If $\nabla f({\bf x}_0) \not= {\bf 0}$, then the Jacobian of $f$ (i.e. $\nabla f$) has maximal rank at ${\bf x}_0$. This means the implicit function theorem can be applied so that $\{ {\bf x} \in \mathbb{R}^{n} \,|\, f({\bf x})={\bf c} \}$ is a submanifold of $\mathbb{R}^n$. This means that about each point in the level set there is a diffeomorphism between a neighborhood of that point and an open set in $\mathbb{R}^{n-1}$.

At this point, we know the level set has a well defined tangent space. There are $n-1$ curves whose tangent vectors are linearly independent. Then we can apply the standard argument to each of these curves. Using the chain rule, we have $f({\bf r}(t))={\bf c}$ $\Rightarrow$ $\nabla f({\bf r}(t)) {\bf \cdot} {\bf r}'(t) = 0$. So the gradient is orthogonal to each tangent and thus is orthogonal to the level set.

So you are correct. The implicit function theorem is being used to guarantee that the curves we need actually exist.

Edit: A few more details.

Take a point on the level surface, say ${\bf x}_0 = (x_1,\dots,x_{n-1},y_0)=({\bf z}_0,y_0)$. Suppose that $\nabla f({\bf x}_0) \not=0$. For convenience, suppose that the last component of the gradient is non-zero.

Then there exists a region $D$ in $\mathbb{R}^{n-1}$ of points "close to" ${\bf z}_0$ such that $g(t_1,\dots,t_{n-1})$ is a function from $D$ to $\mathbb{R}$ and $f(t_1,\dots,t_{n-1},g(t_1,\dots,t_{n-1}))={\bf c}$ for all $(t_1,\dots,t_{n-1})$ in $D$ [This is the implicit function theorem in action.

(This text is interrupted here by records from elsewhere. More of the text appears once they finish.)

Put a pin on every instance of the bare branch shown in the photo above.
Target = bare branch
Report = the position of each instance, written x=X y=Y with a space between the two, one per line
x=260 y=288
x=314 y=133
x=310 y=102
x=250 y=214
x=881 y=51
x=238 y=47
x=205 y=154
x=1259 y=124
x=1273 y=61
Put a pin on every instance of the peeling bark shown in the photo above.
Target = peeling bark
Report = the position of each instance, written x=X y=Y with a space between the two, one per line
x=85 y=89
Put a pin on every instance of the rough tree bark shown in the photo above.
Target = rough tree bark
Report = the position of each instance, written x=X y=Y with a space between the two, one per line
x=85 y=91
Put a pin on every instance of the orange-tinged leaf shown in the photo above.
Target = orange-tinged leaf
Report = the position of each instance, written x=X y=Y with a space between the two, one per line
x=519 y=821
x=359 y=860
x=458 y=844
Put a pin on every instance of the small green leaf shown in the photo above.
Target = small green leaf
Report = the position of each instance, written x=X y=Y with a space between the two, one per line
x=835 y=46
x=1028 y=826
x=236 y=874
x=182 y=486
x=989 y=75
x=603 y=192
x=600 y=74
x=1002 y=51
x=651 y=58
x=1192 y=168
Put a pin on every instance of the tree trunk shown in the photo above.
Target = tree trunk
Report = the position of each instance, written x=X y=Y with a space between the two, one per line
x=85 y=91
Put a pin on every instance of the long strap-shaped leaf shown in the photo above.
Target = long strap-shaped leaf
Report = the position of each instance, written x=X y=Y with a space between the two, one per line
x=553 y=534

It allowed us to "solve" for the last variable in terms of the others.] Now we can define ${\bf r}_i(t)=(x_1,\dots,x_{i-1},t,x_{i+1},\dots,x_{n-1},g(x_1,\dots,x_{i-1},t,x_{i+1},\dots,x_{n-1}))$. We have ${\bf r}_i(x_i)={\bf x}_0$ and $f({\bf r}_i(t))={\bf c}$. This gives us $n-1$ curves on our level set.